Dernier exemple : le romancier Yves Beauchemin est invité à parler du Matou à l’émission Apostrophes. Quand son tour arrive, le voilà qui cherche à convaincre tout le monde de sa simplicité et de sa naïveté : à l’entendre, il écrit naturellement et spontanément, sans rien préméditer, pour le peuple, par le peuple, dans le peuple… Pourquoi donc, dans la dynamique de cette émission regroupant plusieurs écrivains de diverses tendances, Yves Beauchemin a-t-il assumé si facilement le rôle du « bon sauvage », sorte de case pré-existante dans laquelle il s’est installé sans qu’on le lui demande ?
Ces quelques « cas » empruntés à divers sous-ensembles du discours social tendraient à montrer qu’au Québec, l’attitude des écrivains envers la question : « sont-ils des intellectuels ? » ne ferait que traduire à sa façon une attitude plus générale observable dans un grand nombre de situations de discours. C’est pourquoi on pourrait finalement répondre ainsi :
Q. : Les écrivains (québécois) sont-ils des intellectuels ?
R. : Oui, mais l’idéologie de leur société leur défend de l’avouer.
… Certes, ceci peut avoir des conséquences sérieuses sur le plan institutionnel. Alors que la pratique moderne du discours littéraire tend à questionner les formes, à réfléchir sur le langage, à jouer et déjouer les codes, bref à abolir la distinction entre création et critique, cela supposant que l’écrivain se reconnaisse enfin comme un intellectuel à part entière, l’idéologie québécoise inciterait plutôt à favoriser la survie ou la reprise de formes désuètes : les néo-régionalismes, l’historicisme naïf, la glorification nationale.
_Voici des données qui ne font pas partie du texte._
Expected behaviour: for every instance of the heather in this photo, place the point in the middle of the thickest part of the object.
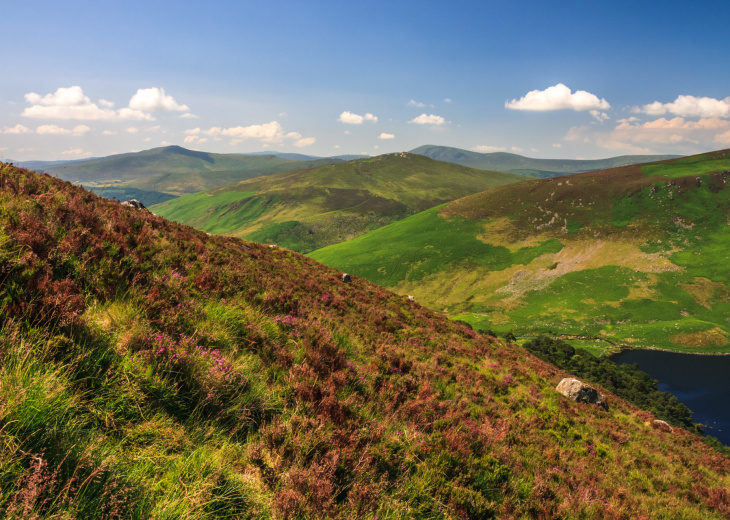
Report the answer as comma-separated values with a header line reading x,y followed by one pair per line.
x,y
149,370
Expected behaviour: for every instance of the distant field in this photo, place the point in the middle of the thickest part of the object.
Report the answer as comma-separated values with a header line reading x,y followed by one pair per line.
x,y
308,209
634,256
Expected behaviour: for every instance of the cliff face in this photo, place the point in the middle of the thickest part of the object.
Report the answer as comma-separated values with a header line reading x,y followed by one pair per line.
x,y
148,369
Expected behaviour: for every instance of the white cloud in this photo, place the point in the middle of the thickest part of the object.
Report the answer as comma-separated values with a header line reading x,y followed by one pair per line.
x,y
307,141
17,129
558,97
675,130
57,130
71,103
355,119
75,151
431,119
689,106
266,133
154,99
488,148
600,116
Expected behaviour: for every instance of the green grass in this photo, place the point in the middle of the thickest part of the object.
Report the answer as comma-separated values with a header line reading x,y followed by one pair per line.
x,y
694,165
422,245
668,287
331,203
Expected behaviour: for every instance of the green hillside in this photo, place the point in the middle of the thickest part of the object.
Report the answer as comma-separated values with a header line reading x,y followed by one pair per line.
x,y
148,371
174,170
308,209
628,256
509,162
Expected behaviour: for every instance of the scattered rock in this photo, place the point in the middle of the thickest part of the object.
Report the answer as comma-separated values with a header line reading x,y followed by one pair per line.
x,y
582,393
135,204
662,425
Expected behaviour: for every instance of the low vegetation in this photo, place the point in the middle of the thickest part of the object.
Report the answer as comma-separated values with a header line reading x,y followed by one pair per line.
x,y
148,370
633,256
312,208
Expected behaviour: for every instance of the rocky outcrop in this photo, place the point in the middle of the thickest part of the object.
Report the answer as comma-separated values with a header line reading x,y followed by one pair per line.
x,y
662,425
582,393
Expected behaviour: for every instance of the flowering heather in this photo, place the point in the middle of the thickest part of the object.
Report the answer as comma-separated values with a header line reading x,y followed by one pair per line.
x,y
148,370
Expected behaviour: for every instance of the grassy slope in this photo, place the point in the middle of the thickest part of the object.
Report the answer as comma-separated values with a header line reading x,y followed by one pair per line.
x,y
634,255
174,170
309,209
509,162
150,371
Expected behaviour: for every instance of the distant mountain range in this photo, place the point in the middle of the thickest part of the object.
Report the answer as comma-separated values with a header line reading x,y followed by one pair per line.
x,y
635,255
310,208
513,163
171,170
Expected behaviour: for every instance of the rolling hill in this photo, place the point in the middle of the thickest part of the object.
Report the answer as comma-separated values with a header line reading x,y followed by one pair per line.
x,y
513,163
173,170
308,209
632,256
148,370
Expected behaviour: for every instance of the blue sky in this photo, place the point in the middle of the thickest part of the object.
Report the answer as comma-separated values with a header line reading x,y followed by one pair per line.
x,y
562,79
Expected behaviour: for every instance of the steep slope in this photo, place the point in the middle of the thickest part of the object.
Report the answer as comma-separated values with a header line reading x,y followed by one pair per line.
x,y
509,162
632,255
148,370
174,170
308,209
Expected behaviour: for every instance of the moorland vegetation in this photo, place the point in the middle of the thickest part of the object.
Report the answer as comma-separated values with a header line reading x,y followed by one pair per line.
x,y
632,256
149,370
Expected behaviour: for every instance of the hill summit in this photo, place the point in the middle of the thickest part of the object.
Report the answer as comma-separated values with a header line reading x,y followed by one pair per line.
x,y
149,370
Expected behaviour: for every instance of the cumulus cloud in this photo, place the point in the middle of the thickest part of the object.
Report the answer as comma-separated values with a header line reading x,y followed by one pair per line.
x,y
154,99
675,130
57,130
355,119
307,141
488,148
66,103
75,151
269,133
72,103
689,106
431,119
599,116
558,97
17,129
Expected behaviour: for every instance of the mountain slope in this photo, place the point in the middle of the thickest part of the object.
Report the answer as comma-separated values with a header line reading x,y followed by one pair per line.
x,y
174,170
509,162
633,256
308,209
151,371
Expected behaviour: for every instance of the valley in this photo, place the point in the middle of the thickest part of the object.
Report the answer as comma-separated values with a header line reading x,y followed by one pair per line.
x,y
634,256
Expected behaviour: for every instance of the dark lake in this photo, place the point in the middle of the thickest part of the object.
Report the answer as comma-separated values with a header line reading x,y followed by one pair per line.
x,y
702,383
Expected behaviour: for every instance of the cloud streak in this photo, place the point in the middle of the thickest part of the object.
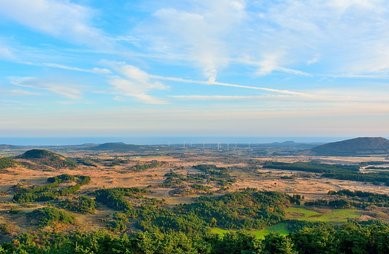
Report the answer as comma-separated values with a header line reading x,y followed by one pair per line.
x,y
130,81
61,19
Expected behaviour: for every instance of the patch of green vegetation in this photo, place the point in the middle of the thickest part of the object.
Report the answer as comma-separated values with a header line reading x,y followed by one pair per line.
x,y
323,215
48,158
48,215
334,171
280,228
147,165
50,191
116,198
363,198
311,167
6,162
80,204
244,209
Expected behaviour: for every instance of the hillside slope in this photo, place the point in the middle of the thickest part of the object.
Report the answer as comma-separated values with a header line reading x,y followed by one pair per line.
x,y
356,146
47,158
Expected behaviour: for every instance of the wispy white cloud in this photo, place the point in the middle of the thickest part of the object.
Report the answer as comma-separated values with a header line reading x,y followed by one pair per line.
x,y
130,81
6,52
347,37
200,32
68,91
62,19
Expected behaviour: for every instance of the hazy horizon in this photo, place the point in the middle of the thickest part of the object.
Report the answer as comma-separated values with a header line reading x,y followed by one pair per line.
x,y
194,68
162,140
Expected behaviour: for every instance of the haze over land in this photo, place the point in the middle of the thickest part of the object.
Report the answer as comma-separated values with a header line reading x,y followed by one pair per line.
x,y
194,126
194,68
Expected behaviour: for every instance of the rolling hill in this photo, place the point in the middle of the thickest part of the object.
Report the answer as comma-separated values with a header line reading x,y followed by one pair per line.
x,y
354,147
47,158
115,147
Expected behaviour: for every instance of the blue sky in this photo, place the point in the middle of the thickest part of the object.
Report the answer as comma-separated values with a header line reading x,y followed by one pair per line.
x,y
194,67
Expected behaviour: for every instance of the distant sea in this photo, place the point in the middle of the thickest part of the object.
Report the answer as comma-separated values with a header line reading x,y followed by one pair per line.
x,y
153,140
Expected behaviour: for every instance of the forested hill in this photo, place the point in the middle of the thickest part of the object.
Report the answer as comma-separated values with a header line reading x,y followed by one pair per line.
x,y
47,158
356,146
116,147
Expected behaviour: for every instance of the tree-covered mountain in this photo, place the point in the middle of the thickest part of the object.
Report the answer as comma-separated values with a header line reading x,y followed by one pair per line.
x,y
47,158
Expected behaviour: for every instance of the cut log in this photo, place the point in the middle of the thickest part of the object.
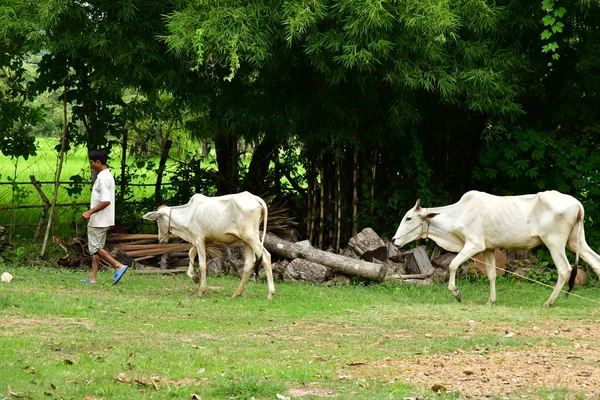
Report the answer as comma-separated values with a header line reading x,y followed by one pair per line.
x,y
417,261
368,245
174,259
336,262
156,270
308,271
154,251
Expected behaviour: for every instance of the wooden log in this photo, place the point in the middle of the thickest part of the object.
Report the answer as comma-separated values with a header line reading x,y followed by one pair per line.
x,y
157,251
174,259
156,270
307,271
368,245
115,237
130,247
336,262
417,261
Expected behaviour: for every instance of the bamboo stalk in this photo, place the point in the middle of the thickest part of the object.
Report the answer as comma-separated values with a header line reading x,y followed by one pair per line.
x,y
373,175
338,204
355,195
322,205
309,206
38,187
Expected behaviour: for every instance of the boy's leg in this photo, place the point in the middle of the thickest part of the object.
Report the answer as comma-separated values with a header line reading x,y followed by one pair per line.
x,y
96,239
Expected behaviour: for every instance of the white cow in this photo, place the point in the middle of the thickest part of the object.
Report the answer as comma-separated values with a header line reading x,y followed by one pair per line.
x,y
481,222
222,219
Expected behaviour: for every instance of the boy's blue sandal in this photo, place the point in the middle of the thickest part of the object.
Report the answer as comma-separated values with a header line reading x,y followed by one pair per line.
x,y
119,274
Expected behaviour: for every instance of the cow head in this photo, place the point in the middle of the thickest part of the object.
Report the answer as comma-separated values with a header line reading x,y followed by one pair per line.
x,y
411,226
161,217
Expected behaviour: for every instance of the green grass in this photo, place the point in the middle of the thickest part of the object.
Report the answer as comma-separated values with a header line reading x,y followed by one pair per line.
x,y
151,337
44,166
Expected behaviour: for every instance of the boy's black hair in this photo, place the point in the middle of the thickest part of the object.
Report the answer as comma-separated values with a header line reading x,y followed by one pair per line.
x,y
98,155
Culture populaire et culture « sérieuse »
dans le roman québécois
La littérature (et la mentalité) au Québec sont traversées par un conflit jamais résolu entre la nature et la culture : ce n’est pas un vieux débat, il continue de déchirer les textes et de dissocier les esprits. Il apparaît même très tôt. On ne s’est pas encore avisé que le titre du roman de Jean-Charles Harvey, Les Demi-Civilisés, n’est nullement péjoratif. Au contraire, les Québécois « demi-civilisés » font pendant au Français Hermann Lillois qui, lui, est « un trop civilisé, disons même un dégénéré ». Compensez, comme le fait Harvey, la demi-civilisation par la pureté originelle du pays de Charlevoix, et vous obtiendrez l’être complet et le salut. On dirait que dans notre littérature romanesque, l’écriture, se sentant à la fois obscurément redevable à la nature et honteuse envers la culture, se censure comme culture et mutile le signifiant. Chez nous, c’est la culture qui est obscène. Quand Hubert Aquin parle de Pénélope dans L’Antiphonaire, il enrobe la référence culturelle de précautions blagueuses : … « l’épouse qui attend… que son marin de mari revienne de ses hosties de petits chants homériques ». Le contraste ici entre le contenu et l’expression met paradoxalement l’abondance linguistique au service d’une culture raturée, d’autant plus que ce qu’on pourrait appeler la culture « sérieuse » dans ce roman est relégué (et refoulé) dans un second récit temporellement éloigné : je veux parler de cette histoire située au xvie siècle qui double les événements contemporains. La même dichotomie se retrouve aménagée différemment chez Godbout qui confronte deux langages dans D’Amour P. Q. : le discours littéraire sérieux et « fabriqué » de Thomas d’Amour et le discours populaire et « spontané » de Mireille. Mais Thomas d’Amour, c’est l’Hermann Lillois de Harvey. Que le salut (et la réconciliation finale) provienne de la beauté non souillée de nos campagnes ou des instincts non encore pervertis du groupe, c’est un peu beaucoup la même chose. Bien d’autres exemples viennent à l’esprit : Gérard Bessette, dans La Bagarre, oppose le fruste Lebeuf au cultivé et raffiné Augustin Sillery. Un des deux personnages sera un écrivain. Qui des deux, pensez-vous, se verra confier la fonction ? Ce sera Jules Lebeuf, alors que l’écrivain vraisemblable, selon le code culturel, aurait dû être Sillery. Autre manière pour l’écriture de se censurer comme culture. C’est là peut-être que rés...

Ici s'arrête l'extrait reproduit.